A velocity function describes how the velocity of an object changes with time. In the context of motion along a straight line, the velocity function tells us the speed and direction at any given moment. For example, in our problem, the velocity function is given by \( v(t) = t^2 \), which indicates that the velocity changes as a square function of time. This means as time increases, the velocity increases quadratically.

• A positive velocity implies that the object is moving in the positive direction along the x-axis.
• If the velocity were negative, it would indicate motion in the opposite direction

Understanding the velocity function is crucial for determining how far an object travels over time, especially when you need to calculate the total distance or displacement.

The definite integral is a powerful tool in calculus that helps determine the accumulation of quantities, such as distance, area, or volume.
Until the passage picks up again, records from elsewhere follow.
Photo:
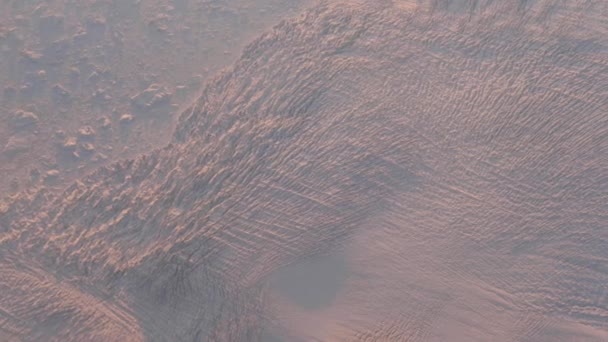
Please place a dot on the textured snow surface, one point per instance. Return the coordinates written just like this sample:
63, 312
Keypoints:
393, 171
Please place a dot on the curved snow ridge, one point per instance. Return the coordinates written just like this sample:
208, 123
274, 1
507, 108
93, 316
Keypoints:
453, 156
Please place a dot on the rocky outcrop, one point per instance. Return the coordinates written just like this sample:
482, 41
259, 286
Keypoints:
436, 140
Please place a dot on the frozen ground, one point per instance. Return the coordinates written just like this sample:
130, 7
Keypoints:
387, 171
121, 69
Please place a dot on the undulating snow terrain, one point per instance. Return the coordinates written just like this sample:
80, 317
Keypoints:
368, 171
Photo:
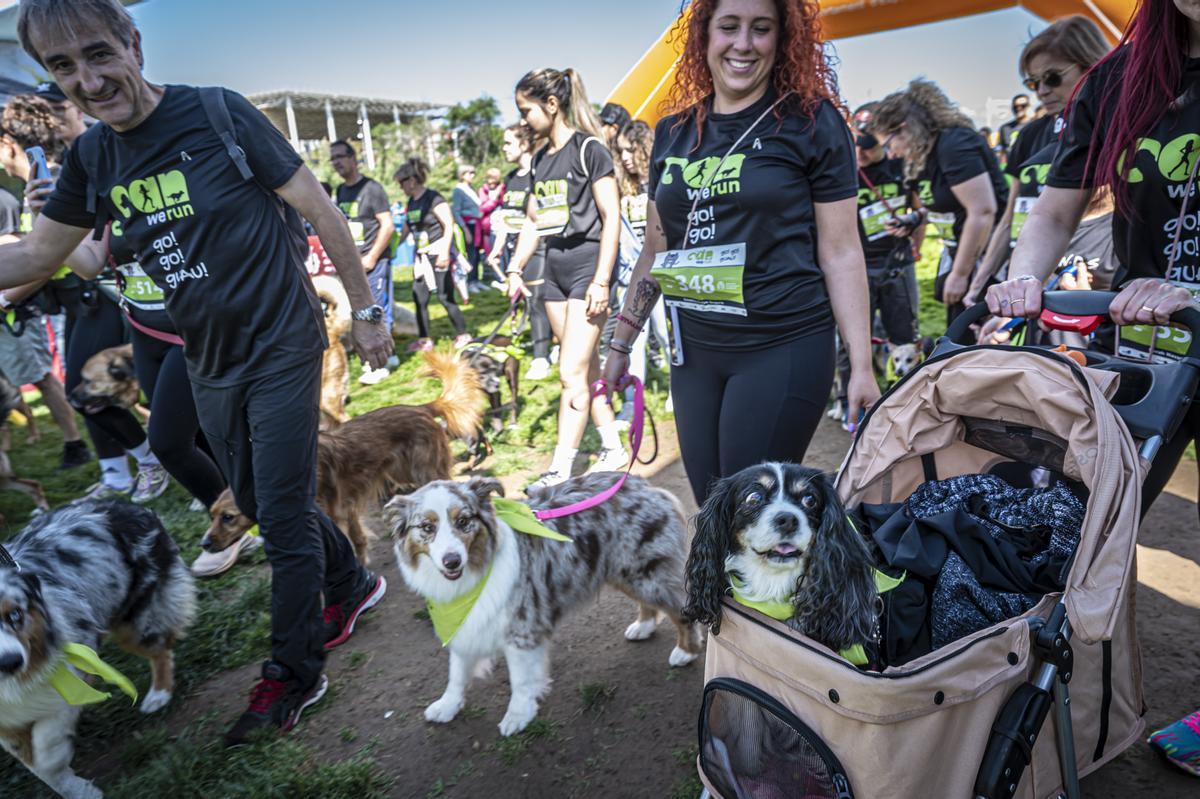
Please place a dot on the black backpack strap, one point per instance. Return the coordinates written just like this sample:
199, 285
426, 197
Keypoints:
89, 156
215, 108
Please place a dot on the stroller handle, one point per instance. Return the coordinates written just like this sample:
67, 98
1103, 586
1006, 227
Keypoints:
1153, 397
1077, 304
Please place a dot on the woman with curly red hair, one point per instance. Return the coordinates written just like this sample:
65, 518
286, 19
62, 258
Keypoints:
751, 236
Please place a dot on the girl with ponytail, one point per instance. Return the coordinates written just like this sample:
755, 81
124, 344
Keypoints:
575, 208
1132, 126
431, 223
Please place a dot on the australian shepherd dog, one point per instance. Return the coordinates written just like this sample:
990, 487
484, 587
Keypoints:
449, 539
70, 577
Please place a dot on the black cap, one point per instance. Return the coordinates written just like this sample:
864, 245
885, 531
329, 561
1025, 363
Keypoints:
51, 91
615, 114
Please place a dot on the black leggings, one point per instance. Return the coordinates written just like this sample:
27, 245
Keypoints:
444, 281
735, 409
94, 328
1168, 457
174, 426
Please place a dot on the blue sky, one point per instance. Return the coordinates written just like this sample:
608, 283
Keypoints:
448, 50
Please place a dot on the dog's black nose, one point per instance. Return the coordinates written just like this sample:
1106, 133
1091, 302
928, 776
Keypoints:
786, 522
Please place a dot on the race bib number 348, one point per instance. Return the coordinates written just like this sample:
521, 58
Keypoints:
703, 278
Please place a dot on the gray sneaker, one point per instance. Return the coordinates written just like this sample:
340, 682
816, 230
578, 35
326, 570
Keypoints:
150, 484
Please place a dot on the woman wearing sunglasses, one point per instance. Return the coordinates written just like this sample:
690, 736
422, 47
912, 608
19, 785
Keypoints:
1132, 126
955, 174
1054, 64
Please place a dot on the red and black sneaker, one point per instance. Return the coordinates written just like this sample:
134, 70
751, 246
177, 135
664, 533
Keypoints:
275, 702
340, 617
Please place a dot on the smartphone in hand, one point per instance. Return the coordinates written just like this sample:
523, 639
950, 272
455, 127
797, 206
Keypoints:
37, 167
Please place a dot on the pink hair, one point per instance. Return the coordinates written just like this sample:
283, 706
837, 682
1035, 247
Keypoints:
1153, 47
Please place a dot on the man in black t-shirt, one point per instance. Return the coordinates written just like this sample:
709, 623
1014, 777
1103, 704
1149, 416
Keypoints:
365, 204
199, 187
1009, 130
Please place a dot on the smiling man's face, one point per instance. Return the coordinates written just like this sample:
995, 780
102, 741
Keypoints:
97, 72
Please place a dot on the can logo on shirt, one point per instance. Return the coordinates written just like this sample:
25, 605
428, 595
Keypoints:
165, 194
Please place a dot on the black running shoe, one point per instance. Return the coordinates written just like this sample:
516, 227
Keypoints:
275, 703
340, 617
75, 454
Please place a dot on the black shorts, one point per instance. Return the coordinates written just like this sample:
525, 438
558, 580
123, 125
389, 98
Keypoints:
570, 266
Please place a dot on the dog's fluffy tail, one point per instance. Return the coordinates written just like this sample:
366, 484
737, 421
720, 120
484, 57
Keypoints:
461, 401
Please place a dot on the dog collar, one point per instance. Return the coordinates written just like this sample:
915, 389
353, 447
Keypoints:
72, 688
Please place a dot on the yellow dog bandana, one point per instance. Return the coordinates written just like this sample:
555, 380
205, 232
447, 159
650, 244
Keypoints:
72, 688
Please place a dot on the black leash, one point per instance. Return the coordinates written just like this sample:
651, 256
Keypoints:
479, 347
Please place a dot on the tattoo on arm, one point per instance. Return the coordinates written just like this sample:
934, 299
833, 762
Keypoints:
646, 294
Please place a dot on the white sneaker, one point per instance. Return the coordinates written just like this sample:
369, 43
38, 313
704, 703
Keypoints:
539, 370
371, 377
615, 460
549, 479
210, 564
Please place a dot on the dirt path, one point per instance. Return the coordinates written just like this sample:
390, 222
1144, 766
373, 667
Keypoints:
619, 722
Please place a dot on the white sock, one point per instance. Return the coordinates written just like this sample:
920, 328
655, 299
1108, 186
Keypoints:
610, 436
143, 455
564, 458
115, 474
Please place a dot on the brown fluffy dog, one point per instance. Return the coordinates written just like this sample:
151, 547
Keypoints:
107, 380
335, 366
389, 450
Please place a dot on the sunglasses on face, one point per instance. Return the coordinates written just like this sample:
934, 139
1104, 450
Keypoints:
1051, 78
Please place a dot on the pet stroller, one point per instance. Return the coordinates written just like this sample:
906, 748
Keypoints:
1020, 708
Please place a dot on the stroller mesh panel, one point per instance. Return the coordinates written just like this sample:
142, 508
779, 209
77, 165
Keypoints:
750, 745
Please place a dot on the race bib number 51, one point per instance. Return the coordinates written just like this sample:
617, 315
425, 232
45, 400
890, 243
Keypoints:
703, 278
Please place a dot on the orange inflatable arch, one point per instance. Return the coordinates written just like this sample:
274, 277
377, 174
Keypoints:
648, 82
It provides the total amount of change in a quantity, given its rate of change, over a specific interval. In this problem, the integral of the velocity function over time reveals the distance traveled. When we set up the integral \( \int_{3}^{5} t^2 \, dt \), we are effectively summing up all the small increments of distance over the interval from \( t=3 \) seconds to \( t=5 \) seconds. The process involves finding the antiderivative of the function \( t^2 \) and then evaluating it at the boundaries.

• Antiderivative: The antiderivative of \( t^2 \) is \( \frac{t^3}{3} + C \).
• Evaluation: Substitute the limits of integration into the antiderivative and compute the difference.

Through this process, we translate the velocity data into a meaningful measurement of distance traveled.

Distance traveled refers to the total path covered by an object, regardless of its direction or changes in direction. It is always a non-negative value. In problems involving a velocity function, integrating this function over a given time interval gives us the distance traveled. Calculating the definite integral of \( v(t) = t^2 \) from \( t=3 \) to \( t=5 \) provides:1. Step by step application of the Fundamental Theorem of Calculus.2. Finding \[\int_{3}^{5} t^2 \, dt = \left[ \frac{t^3}{3} \right]_{3}^{5} = \frac{125}{3} - 9 = \frac{98}{3} \approx 32.67 \text{ meters}\]

• This result tells us that over the interval from 3 to 5 seconds, the object has covered approximately 32.67 meters.
• It's important to note that this value represents the total distance traveled, rather than a net displacement from the starting point.

Understanding the distance traveled is key in many physics and engineering applications, where precise measurements ensure accuracy and efficiency.